I had my first physical therapy routine recently. For my own ailment, things were quite encouraging, but looking around at my fellow sufferers I’m struck that I was even able to write the two paragraphs that begin these thoughts.

Tough as nails, Iron John, man of steel – maybe so, when it all works. But when it doesn’t, when it breaks we are frail indeed. We wince, we moan, occasionally we cry. Will and energy are the currency of the physical therapy clinic, yet incremental progress is its true cash value. The torn ligament, the broken bone, the ruptured cartilage, they take our toughness and turn it into feathers wrapped in wet Kleenex.

An older woman smiles in victory as she lifts a two pound weight over her head. A man with either a pre- or post-surgical broken arm chats quietly as a therapist exercises his arm in barely visible motions. All manner of rubbery, flexible, elastic toys are available for teasing near-infantile movements from bodily parts that want to say, I tried, but I’m done now, thank you.

What the physical therapist really offers, though – and for this there is no exercise – is hope. Following the injury, following the physicians/surgeons doing their jobs and getting all the right parts back where they belong, the patient is left to wonder: What now?
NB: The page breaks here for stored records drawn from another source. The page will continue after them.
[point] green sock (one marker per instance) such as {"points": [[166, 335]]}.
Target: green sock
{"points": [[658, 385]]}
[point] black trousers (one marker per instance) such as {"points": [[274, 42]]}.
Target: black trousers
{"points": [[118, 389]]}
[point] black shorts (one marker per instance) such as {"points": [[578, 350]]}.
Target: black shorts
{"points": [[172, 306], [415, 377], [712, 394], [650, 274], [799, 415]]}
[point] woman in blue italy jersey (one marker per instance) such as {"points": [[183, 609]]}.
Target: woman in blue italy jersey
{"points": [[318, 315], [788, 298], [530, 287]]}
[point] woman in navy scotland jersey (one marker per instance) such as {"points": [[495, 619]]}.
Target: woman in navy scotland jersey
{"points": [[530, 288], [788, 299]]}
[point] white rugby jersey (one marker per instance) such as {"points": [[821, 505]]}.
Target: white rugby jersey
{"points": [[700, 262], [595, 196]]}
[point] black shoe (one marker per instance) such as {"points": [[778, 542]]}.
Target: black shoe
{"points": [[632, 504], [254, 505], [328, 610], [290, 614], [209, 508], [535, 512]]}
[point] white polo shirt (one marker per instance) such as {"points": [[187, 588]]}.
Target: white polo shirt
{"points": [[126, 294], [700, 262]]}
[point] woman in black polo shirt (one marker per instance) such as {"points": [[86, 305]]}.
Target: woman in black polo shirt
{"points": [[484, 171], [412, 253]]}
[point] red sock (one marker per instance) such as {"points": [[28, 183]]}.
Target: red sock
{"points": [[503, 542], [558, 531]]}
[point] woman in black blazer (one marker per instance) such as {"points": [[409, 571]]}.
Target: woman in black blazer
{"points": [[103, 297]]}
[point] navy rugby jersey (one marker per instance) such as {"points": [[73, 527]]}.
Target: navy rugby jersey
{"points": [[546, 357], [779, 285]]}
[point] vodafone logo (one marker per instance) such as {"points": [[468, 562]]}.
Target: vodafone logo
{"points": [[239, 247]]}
Where is normalcy? I’m stiff, I’m sore, I hurt, I’m fixed but I can barely move – What’s next?

Time, of course, will fix many things, but time is such a slow worker the patient resorts to makeshift cures, often permanent: the slouch, the limp, the cane, the cranky attitude. The therapist, though, pushes all that aside and says I hold in my hands your normal life. If you’ll come to it, if you’ll work for it, you can have it back.

The emphasis, of course, is on “work for it.”

I see long walks again in my future. I don’t see a victory in the senior division of a marathon race. Then again, I never did.